Lastly, individuals with hip dysplasia were not included in this cohort. Hip dysplasia may make individuals more susceptible to the effects of laxity than those with FAI. Due to the rising interest amongst surgeons and rehabilitation specialists regarding the influence of laxity on patients with FAI, the focus of this study was exclusively on a cohort of individuals with FAI. Upcoming studies should further examine the role of bony stability and post-operative outcomes following hip arthroscopy.

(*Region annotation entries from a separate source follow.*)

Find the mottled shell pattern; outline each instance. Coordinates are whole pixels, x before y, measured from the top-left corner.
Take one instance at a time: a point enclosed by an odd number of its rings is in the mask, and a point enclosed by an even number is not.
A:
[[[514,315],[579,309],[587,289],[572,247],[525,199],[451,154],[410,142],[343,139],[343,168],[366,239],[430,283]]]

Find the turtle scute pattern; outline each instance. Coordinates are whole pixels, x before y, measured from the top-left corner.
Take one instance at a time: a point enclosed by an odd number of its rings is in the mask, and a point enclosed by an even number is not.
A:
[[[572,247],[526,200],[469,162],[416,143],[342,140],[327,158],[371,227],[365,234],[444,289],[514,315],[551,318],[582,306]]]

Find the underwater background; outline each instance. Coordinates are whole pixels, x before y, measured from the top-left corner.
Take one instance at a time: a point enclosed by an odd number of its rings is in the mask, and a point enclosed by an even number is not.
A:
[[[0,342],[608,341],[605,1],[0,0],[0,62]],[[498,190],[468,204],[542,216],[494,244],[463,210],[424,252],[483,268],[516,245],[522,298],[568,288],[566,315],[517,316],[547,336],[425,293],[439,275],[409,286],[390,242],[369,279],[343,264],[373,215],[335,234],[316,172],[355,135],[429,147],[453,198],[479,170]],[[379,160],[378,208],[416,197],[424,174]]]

Future work should examine the assessment of patient self-reported outcomes and laxity at various time points (i.e. six weeks, three months, and two years) in the post-operative period. Additionally, examining the influence of specific hip joint laxity instead of global joint laxity on outcomes after arthroscopy for FAI should also be considered. Lastly, patient-specific demographic information including duration of symptoms and psychosocial factors should be assessed to determine any relationship they may have to patient outcomes following hip arthroscopy.
CONCLUSIONS
GJL does not appear to affect self-reported hip function or quality of life in the peri-operative period before and after hip arthroscopy for FAI. Regardless of the presence or absence of GJL, all patients reported significant improvements in both hip function and quality of life after surgery. Identification of variables such as generalized joint laxity may aid clinicians in adjusting the course of post-operative care.